A FIA introduziu um ajuste nos regulamentos que entrarão em vigor a partir de 2026 com o objetivo de evitar controvérsias como as registradas durante a sessão de classificação do GP da Emilia-Romagna. A mudança busca esclarecer de forma definitiva como devem ser tratados os tempos de volta registrados em situações de bandeira vermelha, especialmente quando há dúvidas sobre o momento exato em que a interrupção passa a valer.
O episódio que motivou a alteração ocorreu no Q1 em Imola, que foi fortemente prejudicado por duas bandeiras vermelhas causadas por incidentes na pista, incluindo um acidente envolvendo Franco Colapinto. Com o cronograma comprometido, vários pilotos tentavam voltas rápidas nos instantes finais da sessão, aumentando a tensão e a margem para interpretações distintas das regras.
No meio desse cenário, Oliver Bearman estava em uma volta lançada quando a segunda bandeira vermelha foi acionada. O piloto britânico cruzou a linha de chegada poucos segundos depois do sinal ter sido emitido pela direção de prova. Imagens onboard sugeriam que, naquele momento, não havia luzes de bandeira vermelha visíveis no carro, o que rapidamente gerou questionamentos sobre a validade da volta.

Apesar disso, a FIA decidiu que o tempo não poderia ser considerado. De acordo com os dados oficiais, o sinal de bandeira vermelha havia sido transmitido eletronicamente três segundos antes de Bearman completar a volta. Com base nesse critério, os comissários apagaram o tempo registrado, eliminando o piloto ainda no Q1 e classificando-o em 19º lugar, por uma margem mínima que o deixou fora do Q2.
Para evitar que situações semelhantes se repitam, a FIA incluiu uma clarificação no Código Esportivo Internacional. O novo texto estabelece que qualquer volta completada após a exibição da bandeira vermelha não será válida, independentemente das circunstâncias visuais.

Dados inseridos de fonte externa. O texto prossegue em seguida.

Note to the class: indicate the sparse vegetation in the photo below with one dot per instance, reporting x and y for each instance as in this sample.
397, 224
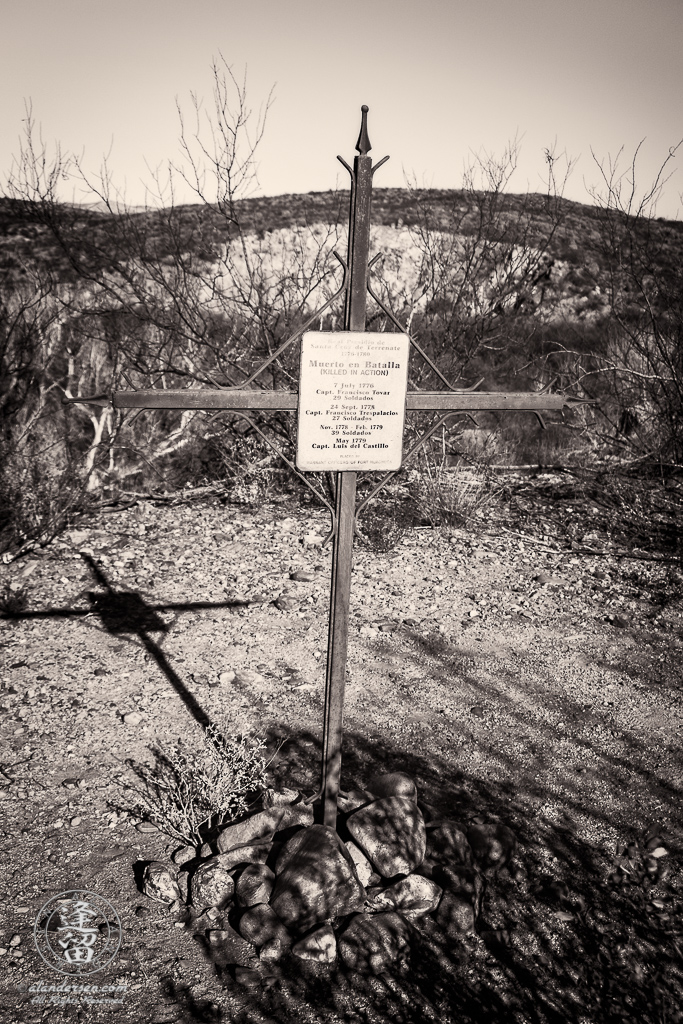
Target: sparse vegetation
194, 787
522, 291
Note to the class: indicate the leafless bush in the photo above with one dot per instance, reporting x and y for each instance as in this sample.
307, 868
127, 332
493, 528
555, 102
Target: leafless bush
452, 496
197, 786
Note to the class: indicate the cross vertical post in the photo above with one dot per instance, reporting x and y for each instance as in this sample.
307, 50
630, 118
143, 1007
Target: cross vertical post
342, 552
242, 399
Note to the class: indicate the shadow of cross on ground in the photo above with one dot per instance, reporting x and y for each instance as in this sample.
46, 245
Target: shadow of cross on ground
126, 613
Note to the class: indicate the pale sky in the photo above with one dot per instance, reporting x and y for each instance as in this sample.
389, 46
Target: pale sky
442, 78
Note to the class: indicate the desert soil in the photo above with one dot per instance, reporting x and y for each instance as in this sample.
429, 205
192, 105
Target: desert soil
517, 677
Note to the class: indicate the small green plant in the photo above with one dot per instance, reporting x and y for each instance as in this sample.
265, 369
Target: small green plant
13, 599
194, 788
383, 524
445, 496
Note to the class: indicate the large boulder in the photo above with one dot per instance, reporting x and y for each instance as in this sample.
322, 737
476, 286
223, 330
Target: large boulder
211, 885
258, 828
318, 945
391, 834
262, 826
412, 896
395, 783
245, 855
261, 926
160, 883
363, 866
315, 880
493, 846
228, 948
372, 943
254, 885
456, 914
446, 843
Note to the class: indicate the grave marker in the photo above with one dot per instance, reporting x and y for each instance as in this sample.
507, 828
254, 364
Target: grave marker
328, 361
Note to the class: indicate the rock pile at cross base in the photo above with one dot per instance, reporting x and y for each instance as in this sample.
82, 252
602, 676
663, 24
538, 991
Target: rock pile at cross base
278, 885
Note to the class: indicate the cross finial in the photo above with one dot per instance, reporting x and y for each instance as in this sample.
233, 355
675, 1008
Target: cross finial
363, 145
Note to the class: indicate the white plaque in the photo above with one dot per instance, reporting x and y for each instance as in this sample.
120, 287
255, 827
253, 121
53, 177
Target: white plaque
351, 400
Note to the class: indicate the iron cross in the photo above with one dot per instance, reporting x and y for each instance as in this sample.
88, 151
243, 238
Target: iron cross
243, 399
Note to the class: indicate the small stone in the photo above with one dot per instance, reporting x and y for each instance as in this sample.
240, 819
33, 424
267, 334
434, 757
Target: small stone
248, 978
456, 914
492, 845
247, 677
211, 885
373, 943
449, 843
160, 883
183, 855
351, 801
315, 880
280, 798
363, 866
395, 783
414, 896
259, 826
253, 854
391, 834
318, 945
260, 924
230, 947
254, 885
464, 882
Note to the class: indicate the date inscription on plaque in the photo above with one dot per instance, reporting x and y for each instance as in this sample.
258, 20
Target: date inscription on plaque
351, 400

O momento exato da primeira exibição do sinal será determinado pelo sistema oficial de cronometragem ou, caso ele não esteja disponível ou sincronizado, confirmado conjuntamente pelo diretor de prova, o diretor de corrida e o chefe da cronometragem.
Além disso, a regra deixa claro que, mesmo que um tempo chegue a ser registrado após a bandeira vermelha, os comissários são obrigados a excluí-lo. A FIA confirmou que esse procedimento passará a valer para todas as sessões — incluindo treinos, classificação e corrida — eliminando qualquer margem de interpretação e reforçando a padronização das decisões em momentos críticos de interrupção.